O, daha çok denizi dibinde tertemiz kumlarla çakılları görünen saatlerinde seviyordu. O duru, saydam sularda hiçbir korkutucu düşsel ya da gerçek korkutucu varlık barınamazdı. Gözlerinin güvenle baktığı her yer onun ülkesiydi.
Canlıların yok edildiği bir dünyada insan ruhu yalnızlık duygusundan ölür gibi geliyor bize. Unutmayın; bugün canlıların başına gelen, yarın insanın başına gelecektir. Çünkü, bunlar arasında bir bağ vardır. Toprak insana değil, insan toprağa aittir.

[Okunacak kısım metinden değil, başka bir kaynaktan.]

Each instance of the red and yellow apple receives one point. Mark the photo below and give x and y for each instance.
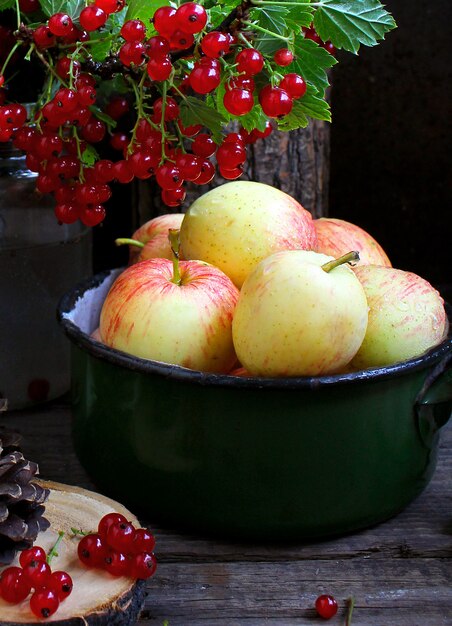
(299, 314)
(154, 235)
(336, 237)
(406, 316)
(187, 321)
(236, 225)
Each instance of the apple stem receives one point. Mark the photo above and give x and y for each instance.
(173, 236)
(131, 242)
(346, 258)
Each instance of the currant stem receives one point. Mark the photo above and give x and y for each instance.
(173, 236)
(53, 551)
(351, 606)
(123, 241)
(346, 258)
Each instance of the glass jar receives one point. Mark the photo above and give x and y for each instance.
(39, 261)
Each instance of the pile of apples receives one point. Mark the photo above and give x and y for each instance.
(260, 288)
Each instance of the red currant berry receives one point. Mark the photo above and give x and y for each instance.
(116, 563)
(117, 107)
(250, 61)
(132, 52)
(108, 520)
(143, 565)
(275, 102)
(44, 602)
(37, 573)
(91, 550)
(215, 44)
(92, 215)
(120, 537)
(326, 606)
(204, 78)
(61, 583)
(164, 21)
(133, 30)
(159, 68)
(173, 198)
(143, 540)
(110, 6)
(203, 145)
(14, 586)
(283, 57)
(294, 85)
(168, 176)
(92, 17)
(60, 24)
(190, 168)
(238, 101)
(191, 17)
(207, 173)
(94, 131)
(43, 37)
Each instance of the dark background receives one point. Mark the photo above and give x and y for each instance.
(391, 137)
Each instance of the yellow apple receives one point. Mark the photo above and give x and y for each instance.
(406, 316)
(336, 237)
(299, 315)
(236, 225)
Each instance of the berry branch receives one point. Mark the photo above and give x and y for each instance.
(161, 88)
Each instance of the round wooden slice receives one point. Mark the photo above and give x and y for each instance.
(98, 598)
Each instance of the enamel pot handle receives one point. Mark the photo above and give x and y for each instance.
(433, 406)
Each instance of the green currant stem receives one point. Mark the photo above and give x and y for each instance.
(122, 241)
(173, 236)
(351, 606)
(346, 258)
(53, 551)
(8, 58)
(254, 26)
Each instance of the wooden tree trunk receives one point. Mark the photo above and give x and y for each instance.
(295, 162)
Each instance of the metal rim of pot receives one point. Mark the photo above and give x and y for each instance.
(67, 303)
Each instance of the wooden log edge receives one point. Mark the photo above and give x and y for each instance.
(97, 599)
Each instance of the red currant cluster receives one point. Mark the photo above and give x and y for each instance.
(119, 548)
(35, 576)
(177, 58)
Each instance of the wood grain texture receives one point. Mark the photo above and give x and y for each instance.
(399, 572)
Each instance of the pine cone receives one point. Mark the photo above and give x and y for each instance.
(21, 501)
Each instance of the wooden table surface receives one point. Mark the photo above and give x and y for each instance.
(399, 573)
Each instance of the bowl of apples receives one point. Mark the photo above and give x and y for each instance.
(260, 381)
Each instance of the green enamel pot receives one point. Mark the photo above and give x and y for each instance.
(292, 458)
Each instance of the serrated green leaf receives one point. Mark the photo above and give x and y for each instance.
(310, 106)
(6, 4)
(256, 118)
(71, 7)
(347, 24)
(311, 62)
(195, 111)
(89, 156)
(144, 9)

Kışları sahile gitmeyi çok seviyorum. Az insan oluyor ve kendinle baş başa kalabiliyorsun. Bir kaç kişi olduğu zaman da onları izlemek hoş oluyor, onlar hakkında düşünmek. Biraz da estiği zaman hava güneşle birlikte, işte o zaman okuduğun kitaba, düşüncelere, dertlere kaygılara veya güzel olan her şeye kapılıp gidiyorsun. Ben bir kış günü kahvemi içip kitabımı okurken şu önümde oturan adamı düşünmüştüm. Biraz yaşlıydı ve öyle güzel seyrediyor du ki ileriyi onun baktığı yerden ne gördüğünü, ne düşündüğünü bir olup hayal ettim. Çok güzel dir kışın bir gün batımında sahilde kahve içip kitap okumak.